A educadora parental Caroline Bruno ressalta que os dois primeiros anos costumam ser o período em que a culpa mais aparece. É um processo "natural", já que o vínculo entre mãe e bebê é muito forte, e o pequeno demanda mais cuidados.
– As mães de primeira viagem costumam sofrer mais com isso porque estão vivenciando uma experiência nova. À medida em que a criança cresce, a mulher vai retomando sua individualidade – explica Caroline, criadora do perfil do Instagram Mentalidade de Mãe (@mentalidadedemae).
Ela destaca também a importância de aprender a confiar a criança aos cuidados de terceiros. Quando a mãe percebe que o filho fica bem com outra pessoa, sente-se mais confortável de fazer programas sem ele. Para a educadora, vale exercitar o autocuidado mesmo quando a culpa bate. Julia reforça o valor desses momentos para a saúde mental da mulher:
Se a mulher está segura do que é importante para ela, fica mais conectada consigo e com o filho, para criá-lo da melhor forma possível, sem tanta culpa e influência externa
JULIA BITTENCOURT
psicóloga
– Se a mulher está bem, tem seus espaços para fazer o que gosta, vai ser uma mãe mais feliz. Se ela só lida com chatices, só recebe cobranças, fica triste e isso vai passar para o filho. Vai faltar paciência para as crianças, ela vai brigar com o marido... Quanto mais igualdade houver no lar entre o casal, mais a mulher vai se sentir tranquila.
Há 10 anos aprendendo a lidar com a culpa materna – idade do seu primogênito –, Lola, que também é mãe de outro menino de quatro anos, tenta acalmar o seu coração – e o de outras mães:
– Acho que precisamos pegar mais leve conosco, né? Com toda a certeza, acertamos bem mais do que erramos.

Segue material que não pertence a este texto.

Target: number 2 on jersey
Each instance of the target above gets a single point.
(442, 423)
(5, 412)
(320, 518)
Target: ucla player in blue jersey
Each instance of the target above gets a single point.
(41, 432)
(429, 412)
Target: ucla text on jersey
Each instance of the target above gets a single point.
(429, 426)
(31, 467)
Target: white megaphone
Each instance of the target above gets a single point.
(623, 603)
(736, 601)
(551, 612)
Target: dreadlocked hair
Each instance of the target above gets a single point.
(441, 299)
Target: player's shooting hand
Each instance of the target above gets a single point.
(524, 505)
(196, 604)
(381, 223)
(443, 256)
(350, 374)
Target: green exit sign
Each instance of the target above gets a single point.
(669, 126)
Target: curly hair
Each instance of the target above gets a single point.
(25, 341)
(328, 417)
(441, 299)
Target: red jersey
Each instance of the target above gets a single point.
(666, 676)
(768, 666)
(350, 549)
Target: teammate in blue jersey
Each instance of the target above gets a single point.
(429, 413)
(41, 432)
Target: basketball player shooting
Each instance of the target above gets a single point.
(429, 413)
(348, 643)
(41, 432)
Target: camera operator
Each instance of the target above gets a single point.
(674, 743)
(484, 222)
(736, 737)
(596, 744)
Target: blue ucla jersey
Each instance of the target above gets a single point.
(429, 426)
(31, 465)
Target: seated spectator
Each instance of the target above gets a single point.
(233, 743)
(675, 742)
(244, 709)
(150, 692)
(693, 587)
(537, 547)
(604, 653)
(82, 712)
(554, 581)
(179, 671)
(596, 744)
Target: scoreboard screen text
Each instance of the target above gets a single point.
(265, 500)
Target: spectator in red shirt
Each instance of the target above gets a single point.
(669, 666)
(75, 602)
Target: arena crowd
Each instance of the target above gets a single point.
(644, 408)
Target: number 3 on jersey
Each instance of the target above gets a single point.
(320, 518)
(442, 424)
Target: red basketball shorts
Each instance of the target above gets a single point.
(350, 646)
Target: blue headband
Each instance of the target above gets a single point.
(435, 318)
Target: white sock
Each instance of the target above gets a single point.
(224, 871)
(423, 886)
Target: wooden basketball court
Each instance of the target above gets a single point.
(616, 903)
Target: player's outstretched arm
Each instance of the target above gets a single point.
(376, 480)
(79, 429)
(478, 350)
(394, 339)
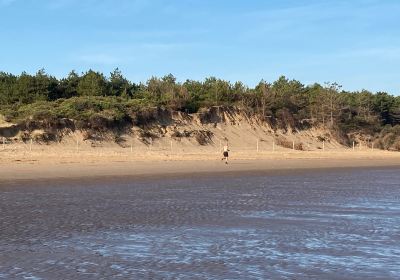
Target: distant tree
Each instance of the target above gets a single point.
(93, 83)
(68, 87)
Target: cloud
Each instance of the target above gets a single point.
(6, 2)
(98, 58)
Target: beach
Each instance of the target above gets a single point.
(293, 223)
(56, 162)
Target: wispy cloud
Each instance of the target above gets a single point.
(6, 2)
(98, 58)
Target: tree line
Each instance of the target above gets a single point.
(285, 100)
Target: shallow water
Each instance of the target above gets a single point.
(303, 225)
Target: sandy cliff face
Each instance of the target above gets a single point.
(211, 127)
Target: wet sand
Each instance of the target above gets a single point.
(304, 224)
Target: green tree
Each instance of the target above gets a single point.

Veja outros depoimentos de leitoras que participam do Grupo de Mães Donna no Facebook:
"Fico com minhas filhas pela manhã e trabalho à tarde. Hoje (20/11) fui a um congresso que acabou pelas 22h. As outras meninas iam sair para jantar e beber e não consegui ir pois me senti superculpada de não ter estado em casa pra colocá-las para dormir. Fiquei apreensiva e ansiosa precisando voltar me sentindo mal".

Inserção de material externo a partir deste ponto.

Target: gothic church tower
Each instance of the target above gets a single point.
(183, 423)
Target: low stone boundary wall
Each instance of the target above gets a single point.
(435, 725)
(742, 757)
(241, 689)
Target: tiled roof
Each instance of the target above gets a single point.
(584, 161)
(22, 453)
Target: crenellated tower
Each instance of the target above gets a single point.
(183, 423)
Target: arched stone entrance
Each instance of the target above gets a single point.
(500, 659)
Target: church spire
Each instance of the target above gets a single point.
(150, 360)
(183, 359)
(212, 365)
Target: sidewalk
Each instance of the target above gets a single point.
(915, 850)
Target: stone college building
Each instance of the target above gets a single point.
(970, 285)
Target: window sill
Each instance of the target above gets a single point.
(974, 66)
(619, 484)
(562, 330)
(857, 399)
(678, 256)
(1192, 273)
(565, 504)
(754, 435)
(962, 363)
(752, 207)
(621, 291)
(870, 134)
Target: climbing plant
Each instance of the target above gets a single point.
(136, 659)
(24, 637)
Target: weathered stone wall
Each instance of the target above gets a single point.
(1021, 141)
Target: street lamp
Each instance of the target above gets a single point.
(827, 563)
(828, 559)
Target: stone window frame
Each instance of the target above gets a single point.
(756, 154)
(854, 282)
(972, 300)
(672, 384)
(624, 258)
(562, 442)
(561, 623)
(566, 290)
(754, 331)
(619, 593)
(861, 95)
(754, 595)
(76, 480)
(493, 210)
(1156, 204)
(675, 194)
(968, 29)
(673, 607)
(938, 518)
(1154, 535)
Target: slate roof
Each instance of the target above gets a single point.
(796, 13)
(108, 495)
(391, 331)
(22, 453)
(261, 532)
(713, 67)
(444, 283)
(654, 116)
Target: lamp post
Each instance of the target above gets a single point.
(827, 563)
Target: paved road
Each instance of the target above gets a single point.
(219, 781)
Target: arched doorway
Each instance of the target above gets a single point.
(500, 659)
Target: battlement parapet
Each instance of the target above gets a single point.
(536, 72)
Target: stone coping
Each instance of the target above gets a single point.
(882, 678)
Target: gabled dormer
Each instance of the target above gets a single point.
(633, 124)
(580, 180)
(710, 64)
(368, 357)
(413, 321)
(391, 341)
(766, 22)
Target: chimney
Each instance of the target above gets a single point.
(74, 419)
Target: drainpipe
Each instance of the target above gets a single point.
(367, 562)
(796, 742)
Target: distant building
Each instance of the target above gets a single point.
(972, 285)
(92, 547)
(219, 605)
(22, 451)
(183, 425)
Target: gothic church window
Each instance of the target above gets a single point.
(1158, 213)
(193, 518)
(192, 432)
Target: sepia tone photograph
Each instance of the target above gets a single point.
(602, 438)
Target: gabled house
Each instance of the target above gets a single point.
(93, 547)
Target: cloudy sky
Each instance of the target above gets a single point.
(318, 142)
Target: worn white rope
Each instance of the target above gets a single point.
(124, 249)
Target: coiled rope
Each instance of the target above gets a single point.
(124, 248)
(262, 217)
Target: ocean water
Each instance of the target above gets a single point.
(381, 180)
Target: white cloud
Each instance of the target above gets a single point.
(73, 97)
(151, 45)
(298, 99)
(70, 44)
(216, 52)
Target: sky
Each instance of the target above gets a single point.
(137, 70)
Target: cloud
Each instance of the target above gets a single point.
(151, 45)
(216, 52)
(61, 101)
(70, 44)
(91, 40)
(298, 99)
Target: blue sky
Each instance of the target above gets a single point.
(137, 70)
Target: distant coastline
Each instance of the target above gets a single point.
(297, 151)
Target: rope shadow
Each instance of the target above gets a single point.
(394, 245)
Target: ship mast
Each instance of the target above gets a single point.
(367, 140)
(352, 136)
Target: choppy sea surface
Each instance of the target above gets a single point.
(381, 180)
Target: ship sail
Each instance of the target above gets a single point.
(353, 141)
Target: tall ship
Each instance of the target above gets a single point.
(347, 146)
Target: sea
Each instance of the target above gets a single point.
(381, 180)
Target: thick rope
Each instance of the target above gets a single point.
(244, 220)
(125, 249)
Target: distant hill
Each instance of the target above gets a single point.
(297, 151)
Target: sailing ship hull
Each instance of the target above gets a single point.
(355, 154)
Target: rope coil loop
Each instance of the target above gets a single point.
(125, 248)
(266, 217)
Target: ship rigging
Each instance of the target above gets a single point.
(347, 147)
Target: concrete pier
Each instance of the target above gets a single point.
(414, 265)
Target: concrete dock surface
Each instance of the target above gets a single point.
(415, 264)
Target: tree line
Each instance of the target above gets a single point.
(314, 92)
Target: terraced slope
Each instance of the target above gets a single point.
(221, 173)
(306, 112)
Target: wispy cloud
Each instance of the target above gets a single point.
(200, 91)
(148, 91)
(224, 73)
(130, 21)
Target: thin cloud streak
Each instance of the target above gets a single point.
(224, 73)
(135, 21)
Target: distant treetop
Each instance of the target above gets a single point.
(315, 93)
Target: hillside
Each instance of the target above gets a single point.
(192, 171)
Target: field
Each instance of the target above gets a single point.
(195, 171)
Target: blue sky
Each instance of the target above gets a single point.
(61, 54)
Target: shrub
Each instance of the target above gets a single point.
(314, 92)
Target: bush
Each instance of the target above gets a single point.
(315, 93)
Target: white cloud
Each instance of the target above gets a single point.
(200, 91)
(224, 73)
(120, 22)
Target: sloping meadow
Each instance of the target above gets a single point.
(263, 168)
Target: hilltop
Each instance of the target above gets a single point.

Faheana Thönnigs, profissional autônoma, de Novo Hamburgo
"Me culpo quando estou cansada para brincar, quando tenho que fazer algo em casa como lavar louça, fazer comida, e ele quer brincar. (...) Estou trabalhando isso em mim diariamente, mas vira e mexe essa culpa aparece. Estou fazendo academia às 6h da manhã, acordo às 5h só para não ter que fazer depois do horário em vez de dar atenção a ele. Mas essa escolha até que está sendo bem boa pra mim, fico com mais disposição o dia todo. Ah, me culpo por ele não comer em casa o que eu faço e por, às vezes, esquecer de escovar os dentes…"
Gisele Mendes, analista tributária, de Gravataí
"Acho que, quando nasce uma mãe, a culpa nasce junto! Tenho dois meninos, de 13 e de 12 anos. A minha maior culpa é ter pouco tempo com eles por ter que trabalhar. Sou médica, já alterei muito a minha rotina, até outra especialidade médica faço para ficar mais tempo com eles, mas mesmo assim não é fácil!"